– Ты посмотри, какие у него туфли, – говорила я ей, – модель «прощай, молодость»…
– А что тебя так беспокоит его обувь?
– Ну ты что, парень молодой, а такое носит! Есть у него какие-нибудь увлечения?
– Есть. Американская правовая система.
– Боже, это значит, что никаких увлечений у него нет.
– А Травка? Ведь его тоже интересует только его профессия! Музыка у него – это как у Кшисека право!
Мы часто ссорились из-за этого Кшиштофа. Я не любила находиться в его обществе. Он очень отличался от всех остальных знакомых Петра – от художников. Какой-то очень уж размеренный. Я уже успела забыть свои – а в принципе моей мамы – крахмальные блузки, которые я надевала на школьные вечера. Или туфли, которые я носила, а вернее, донашивала – потому что моей бабушке они оказывались малы. Под влиянием Петра и его иногда очень оригинальных друзей по учебе мой способ одеваться радикально изменился. Я стала косить под хиппи – носила длинные воздушные цветочные платья, полностью закрывающие мою фигуру. Кшиштоф не вписывался в наш мир, в мой мир, и тем самым – в мир Патриции. Поэтому она порвала с ним.
Кшиштоф очень любил ее. Наверное, он никогда не смирился с этим расставанием. Мы были с Петром жестокими. Мы смеялись над ним, говорили, что он ходит за ней как собачонка. Если бы она позвала его, он прилетел бы с высунутым языком и был бы счастлив. Конечно, так я говорила только тогда, когда Патриция не слышала. Она всегда отзывалась о нем очень, очень тепло. Мне казалось, что она немного сожалеет о разрыве с ним. Но как вскоре выяснилось, она не с лишком долго горевала.
Однажды мы встретили Кшисека с какой-то девушкой. Они сидели в библиотеке, склонившись вдвоем над какой-то книгой. Патриция замерла на пороге.
– Валим отсюда, – прошептала она.
– В чем дело? Ты же хотела взять Самуэльсона[5].
– Хотела – расхотела, – заявила она.
– Только не говори, что это из-за него.
Патриция больше ничего не сказала, только выбежала из библиотеки. Я тогда не пошла за ней. Она потом мне это припомнила. Я сдала свои книги, кивнула Кшисеку, который даже не заметил меня, и пошла на занятия.
В тот день Патриция была сама не своя. Грустная, задумчивая.
– Только не говори, что у тебя к нему чувства.
– Да, чувства, а что?
– Ты с ума сошла! Посмотри, сколько здесь парней. Ты можешь иметь любого!
Я тогда не добавила «кроме Петра», а жаль. Потому что, как потом выяснилось, она действительно могла иметь любого.

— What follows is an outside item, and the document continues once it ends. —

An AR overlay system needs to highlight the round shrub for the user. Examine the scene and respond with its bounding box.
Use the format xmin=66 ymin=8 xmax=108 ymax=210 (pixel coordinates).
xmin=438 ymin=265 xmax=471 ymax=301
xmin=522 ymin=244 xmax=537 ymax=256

Тем не менее, я чувствовала себя обязанной поднять своей лучшей подруге настроение и таскала ее на все художественные мероприятия, на которые меня зазывал Петр. А надо сказать, что тогда он демонстрировал громадные успехи. Он получил все возможные награды – факультетские и институтские. Его композиция вошла в альбом, выпущенный в честь годовщины независимости. Он оказался там рядом со своим кумиром Прейснером. Однажды я прочитала о Прейснере, что он вроде даже в музыкальной школе не учился. Большой талант. У Петра были амбиции стать лучшим. Потому что помимо таланта, которым он, несомненно, обладал, очень много работал. И был этим очень горд.
Когда я заканчивала учебу, Петр незадолго до моей защиты сделал мне предложение. Он работал тогда музыкальным редактором на радио «Гданьск», а еще сочинял для театра «Выбжеже». Удалось даже зацепиться за телевидение. И хотя заказы там были маленькие – композиции заставок игровых шоу и публицистических программ, – но с чего-то нужно было начать. Он упорно шел вверх по карьерной лестнице.

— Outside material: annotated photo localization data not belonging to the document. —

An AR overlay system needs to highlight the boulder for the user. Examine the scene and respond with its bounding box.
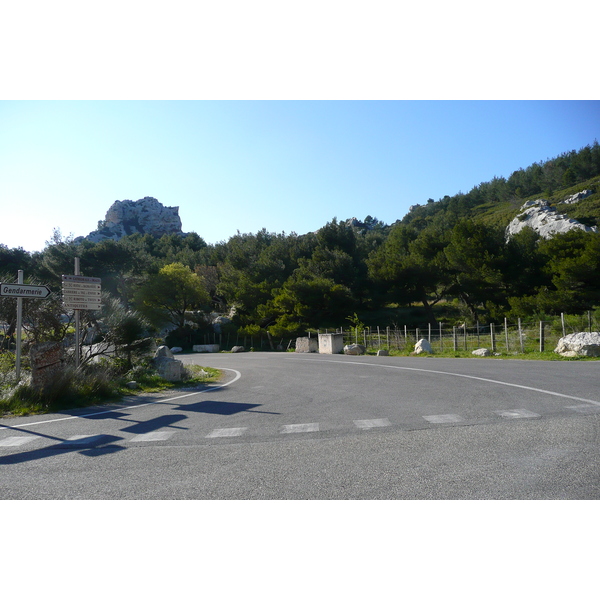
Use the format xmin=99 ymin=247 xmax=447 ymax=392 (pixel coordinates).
xmin=377 ymin=349 xmax=389 ymax=356
xmin=170 ymin=346 xmax=183 ymax=354
xmin=472 ymin=348 xmax=491 ymax=357
xmin=29 ymin=341 xmax=64 ymax=390
xmin=554 ymin=332 xmax=600 ymax=357
xmin=414 ymin=339 xmax=433 ymax=354
xmin=344 ymin=344 xmax=366 ymax=355
xmin=154 ymin=345 xmax=174 ymax=359
xmin=231 ymin=346 xmax=245 ymax=353
xmin=152 ymin=345 xmax=186 ymax=381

Предложение он мне сделал, как это у него водится, с размахом. Сначала я услышала за окнами какую-то музыку, открыла окно и увидела Петра, который пел: «Ина вся в цветах, благоухающая травами, а больше всего шафраном». Я увидела корзину цветов у его ног. Конечно, были и цветы для моей мамы. Мы обе были очарованы, не знаю даже, которая из нас больше. Папа получил домашнюю настойку от мамы Петра, а я самое красивое кольцо в мире.